The excesses of speed and the emergence of a mass consumer society with its corresponding mediascape were overshadowed by the rise of fascism in Japan and Europe. The gravest challenge of the early 20th century was the "increasing proletarisation of the people and the formation of masses, which are two sides of the same process."1 The rapid progress of technologies at the beginning of the century had increased the power of the productive forces while the ownership structures had been conserved.2 This created a pressure cooker society where "the increase in the productive forces through technological progress is pushing towards an unnatural release, which is war. War becomes evidence that society had not been mature enough for the technological means it had at hands."3 According to Benjamin, fascism tried to organise the masses without changing the existing ownership structures. It gave the masses a way of expressing themselves as a politicised mass but within a conservative political economy. "Fascism, therefore, amounted to an aestheticisation of political life. The abuse of the masses which are forced to the ground in the cult of the Führer, is equivalent to the abuse of an apparatus which has been put to service for the creation of cult values."4 This effort, Benjamin continues, can only have one result, which is war. "Speaking from the position of the technology only war is capable of mobilising the full technological potential of an era while conserving at the same time the ownership structures." The new media radio and film are complicit in the creation of the masses.5

Although radio played hardly any role in the rise of the Nazis to power before 1933, due to the heavily regulated and artificially apolitical character of German radio, the Nazis were quick to unleash the full potential of new media once they had seized power through 'democratic' elections. In the 1920ies and 1930ies more and more countries fell into the hands of fascist regimes while Stalin tightened his grip on the Sovietunion. Radio became the medium of choice for the dictators as it allowed them to address the nation as a unified mass, together, yet isolated as individuals or families in front of the apparatus. In a seminal artwork by Paul De Marinis, Firebirds (2004), he puts the voices of Hitler, Stalin, Mussolini and Roosevelt into birdcages. The speeches are transmitted by gas flames modulated by electric fields, a technique which was used in the early 20th century before the invention of loudspeakers. DeMarinis' work both ridicules the dictator as well as it is able to recall the overwhelming power those voices had over people who were turned into a mass by the force field of the electrified aether.
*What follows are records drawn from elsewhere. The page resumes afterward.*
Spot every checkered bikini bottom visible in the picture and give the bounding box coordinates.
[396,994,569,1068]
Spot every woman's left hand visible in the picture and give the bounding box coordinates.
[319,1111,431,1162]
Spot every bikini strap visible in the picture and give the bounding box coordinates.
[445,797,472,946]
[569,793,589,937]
  1. cf. Benjamin 1936/1977 (my translation), p.43.
  2. 'Ownership structures' also ment societies ruled by a patriarchic system of abstract fathers which gave young adults little chance to fully grow up so that they suffered psychological damage which made them prone to indoctrination by fascist ideologies, cf. Theweleit 1986.
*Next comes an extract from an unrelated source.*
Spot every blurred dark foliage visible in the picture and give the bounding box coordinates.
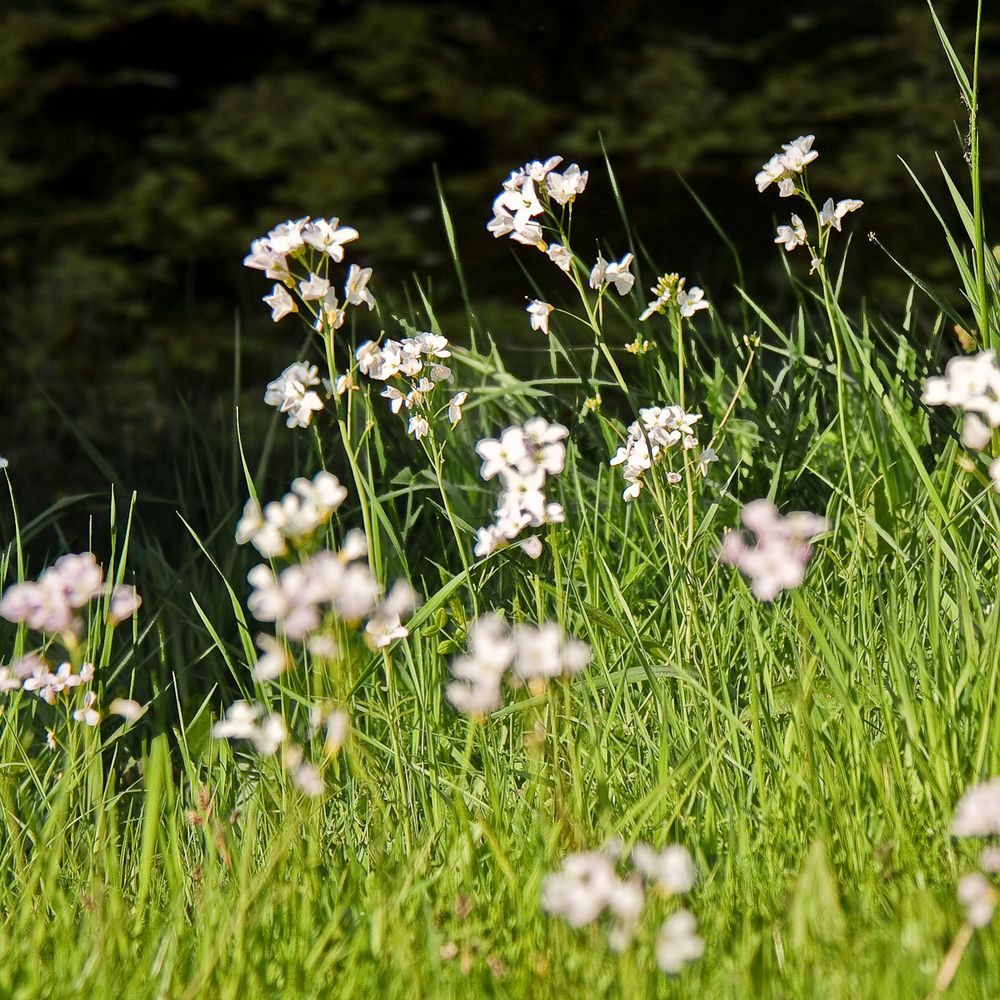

  3. Benjamin 1936/1977, p. 43 paraphrased.
  4. Ibid, p. 42, (my translation).
  5. According to Benjamin the cinema newsreel has a paticularly high propagandistic potential: "Its capability of being reproduced in great numbers matches its capacity to reproduce the masses." (Ibid, p. 42, footnote 32) The big meetings which were held by the Nazis, sports events, marches, all this is experienced much better through the lens and the possibilities of mechanized perception than live. Mass movements of people suit the camera very well especially if amplified by technics such as unusual angles, the birds eye view, the long shot, the close up, as has been masterfully demonstrated by Nazi propagandist Leni Riefenstahl.